Human society’s life-destruction continues as predictably as disease does until stopped. A global resistance slowly thus builds across cultures against the financial bleeding system across borders. The Occupy Movement since 2011 preceded by the Arab Spring has moved across 87 countries and hundreds of cities across continents. But still these highly publicized uprisings have lacked direction and policy alternative. They need not even in the street. A Quebec Spring led student and citizen resistance for months on end in 2012, and won. With clear policy bearings beyond the parochial movement of the francophone elite for a separate nation, the mass uprising of students was joined by hundreds of thousands of citizens to draw the line against ‘the neo-liberal violence of the state’ – not just against students by a 76 per cent tuition hike and citizens by prohibition of crowds without government permission, but to protect ‘women, the elderly, the poor and indigenous lands’ to ‘stand for everyone against the cutbacks and commodification of social services and collective rights’. Unlike Occupy Wall Street and the Arab Spring with no named policy and laws to be changed, it defeated the government when it called an election on poll indicators it would win against the uprising.

At the same time, France elected a Socialist Party President whose programme to begin was reversal of the tax giveaways to the banks, stock options and dividends, bonuses, big business, petrol stock holders, and corporate-executive salaries in the public sector – all initially expressing the principles of social recovery of this study. Next door, Spain with 50 per cent youth unemployment, has been rocked for months on end by its indignados movement occupying squares and resisting home foreclosures. Yet its prior ‘socialist’ government (PSS) led tax reduction and thus dispossession of the public sector, cut workers’ pay and pensions and thus reduced aggregate demand, left the banks bringing the crisis untouched, and imposed the biggest cuts of public investment in Spanish history. Rather than the progressive public party fighting the transnational money-sequence tyranny, it enforced it.

Across the ocean, a prolonged student and public uprising in Chile (also still in motion as I write) fights the neo-liberal billionaire leadership of the country which has not caught up with the Latin American turn to responsible government for the common life-interest. It began in 2011 against the financialization of higher education and student debt servitude to banks – a lightning rod of youth uprising across the world. Yet like Quebec students later, it has moved to wider policy bearings of nationalization of the main public resource of copper deposits, the reduction of military spending, and higher taxation on the corporate rich.

Syriza in Greece is another variation on the ultimate choice of sovereign peoples. From marginal obscurity, it now vies for presidential power by this same meta policy shift. It recognizes the cancerous reduction of life and life-standards – 20 per cent reduction in average income, two-thirds of the population insecure, and a growing 40 per cent impoverished.
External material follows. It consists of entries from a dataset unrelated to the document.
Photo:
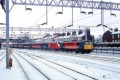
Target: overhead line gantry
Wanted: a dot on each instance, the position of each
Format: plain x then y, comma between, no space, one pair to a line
71,3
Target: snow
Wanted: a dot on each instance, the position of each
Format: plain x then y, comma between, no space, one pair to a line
97,69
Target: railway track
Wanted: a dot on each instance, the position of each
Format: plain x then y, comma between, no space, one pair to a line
22,68
25,72
109,59
35,57
101,58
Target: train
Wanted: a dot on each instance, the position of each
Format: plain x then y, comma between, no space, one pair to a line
72,43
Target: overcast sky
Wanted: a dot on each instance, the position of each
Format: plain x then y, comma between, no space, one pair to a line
21,18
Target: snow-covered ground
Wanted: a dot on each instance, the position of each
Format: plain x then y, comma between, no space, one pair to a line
53,65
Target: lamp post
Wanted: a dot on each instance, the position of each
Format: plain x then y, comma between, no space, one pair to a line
7,34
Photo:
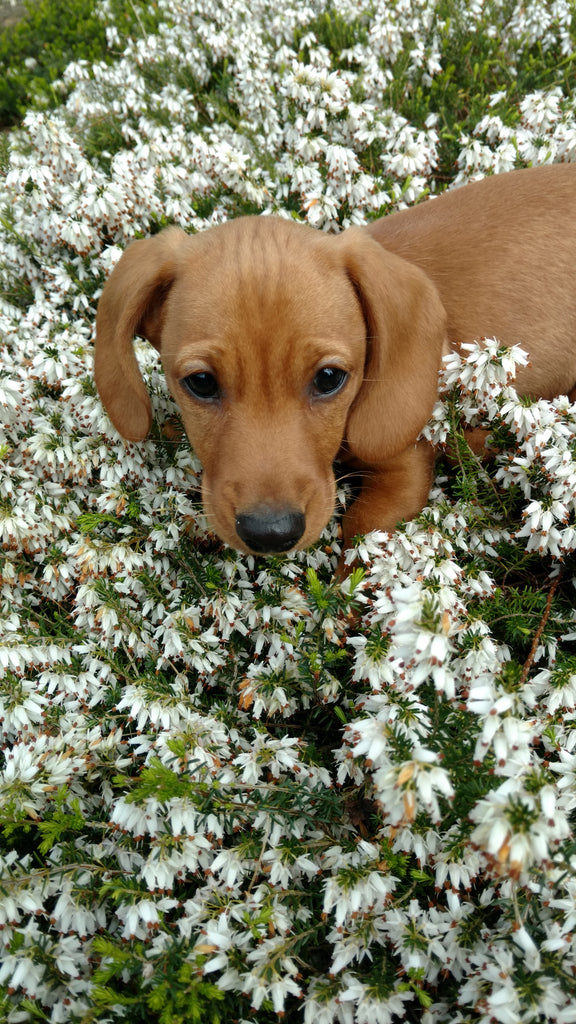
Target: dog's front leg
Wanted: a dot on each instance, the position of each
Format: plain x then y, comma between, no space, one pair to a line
391,492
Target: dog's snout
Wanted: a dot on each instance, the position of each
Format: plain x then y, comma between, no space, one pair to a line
271,530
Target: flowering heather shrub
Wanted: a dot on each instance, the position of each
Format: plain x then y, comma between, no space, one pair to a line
231,788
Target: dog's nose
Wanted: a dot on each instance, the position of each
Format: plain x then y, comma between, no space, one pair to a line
271,530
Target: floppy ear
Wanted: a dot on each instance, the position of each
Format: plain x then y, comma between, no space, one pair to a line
132,302
406,330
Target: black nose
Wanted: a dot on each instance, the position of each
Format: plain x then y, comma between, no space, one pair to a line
270,530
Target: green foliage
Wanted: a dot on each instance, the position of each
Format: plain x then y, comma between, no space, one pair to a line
36,50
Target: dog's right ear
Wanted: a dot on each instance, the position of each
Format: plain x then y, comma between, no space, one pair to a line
132,302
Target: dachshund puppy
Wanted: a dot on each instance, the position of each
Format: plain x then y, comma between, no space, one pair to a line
286,347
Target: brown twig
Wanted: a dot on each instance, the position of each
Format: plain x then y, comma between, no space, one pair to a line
541,625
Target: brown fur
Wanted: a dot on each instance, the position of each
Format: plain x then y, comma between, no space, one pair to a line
263,303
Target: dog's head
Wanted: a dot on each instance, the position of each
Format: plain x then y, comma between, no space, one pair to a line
281,345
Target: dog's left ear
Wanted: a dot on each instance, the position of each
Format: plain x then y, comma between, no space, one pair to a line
406,331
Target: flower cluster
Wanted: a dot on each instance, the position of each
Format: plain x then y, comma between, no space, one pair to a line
234,788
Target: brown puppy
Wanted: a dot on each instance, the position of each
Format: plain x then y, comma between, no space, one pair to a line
285,347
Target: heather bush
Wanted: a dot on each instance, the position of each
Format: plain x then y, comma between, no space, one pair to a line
234,788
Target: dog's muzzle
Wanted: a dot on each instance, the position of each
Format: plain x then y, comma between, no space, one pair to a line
271,530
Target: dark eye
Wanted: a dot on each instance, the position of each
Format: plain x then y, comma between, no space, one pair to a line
202,385
329,380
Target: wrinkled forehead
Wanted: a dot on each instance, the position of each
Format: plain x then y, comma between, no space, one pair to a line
262,274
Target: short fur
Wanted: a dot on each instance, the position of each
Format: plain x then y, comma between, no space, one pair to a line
262,304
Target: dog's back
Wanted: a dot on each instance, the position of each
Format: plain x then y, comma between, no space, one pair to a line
502,255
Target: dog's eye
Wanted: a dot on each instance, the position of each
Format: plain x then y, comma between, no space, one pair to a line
329,380
202,385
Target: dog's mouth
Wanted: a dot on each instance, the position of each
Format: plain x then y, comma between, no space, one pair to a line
269,529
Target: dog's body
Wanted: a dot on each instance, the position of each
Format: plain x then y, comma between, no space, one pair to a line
286,347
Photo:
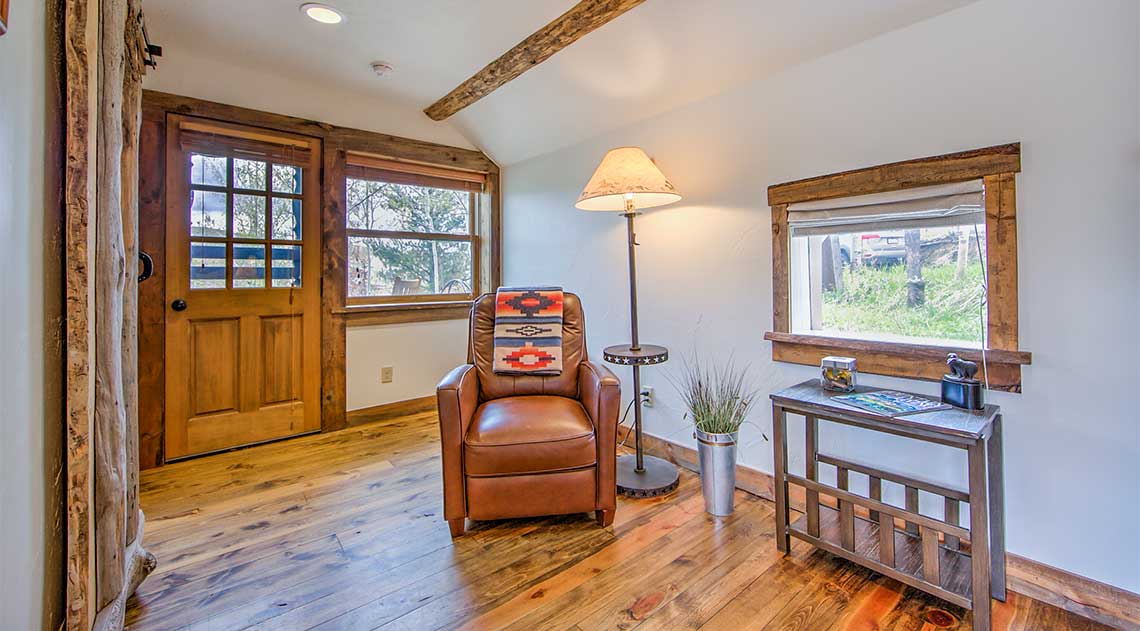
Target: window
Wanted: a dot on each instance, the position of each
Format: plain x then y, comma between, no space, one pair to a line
412,236
904,267
245,222
900,264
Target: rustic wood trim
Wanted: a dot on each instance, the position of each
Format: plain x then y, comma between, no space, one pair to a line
153,292
333,289
1082,596
896,175
359,303
996,165
888,360
540,46
930,352
388,411
781,309
336,142
358,140
1001,261
368,316
369,162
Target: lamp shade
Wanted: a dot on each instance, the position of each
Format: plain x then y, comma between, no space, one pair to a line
626,172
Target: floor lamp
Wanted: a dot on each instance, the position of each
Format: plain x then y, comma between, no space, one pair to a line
627,180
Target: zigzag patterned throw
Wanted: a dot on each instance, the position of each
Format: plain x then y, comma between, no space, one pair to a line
528,330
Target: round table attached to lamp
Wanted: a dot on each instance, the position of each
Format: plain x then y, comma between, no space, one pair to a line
627,180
It prescribes effective taxation of high incomes and wealth, the reclamation of public life-capital resources, freezing of EU banker-forced reductions of salaries and social expenditure, and overcoming of structural poverty. But the underlying financial disorder and remains obscured – the necessity for a public banking system to enable the required public investment for recovery.

Everywhere we look, in short, the unseen ultimate choice space of public sovereignty goes one way or the other. In this meta choice space lies the cross-roads of contemporary civilization.

The earlier turning point for historical development of the West occurred in response to fascism in its earlier form. World depression, war, mass destitution and genocide were overcome by the greatest civil commons advance in history. A global shift towards universal life-protective laws and life-enabling social programmes took hold from the transnational Resistance and 1945 victory on. The US then briefly led liberation forces. The civil commons principle was not only evident in Roosevelt’s Four Freedoms against the ‘spirit of fascism still at home and abroad’, but in subsequent universal agreements and covenants of the new and corporate-free United Nations grounding in life-rights.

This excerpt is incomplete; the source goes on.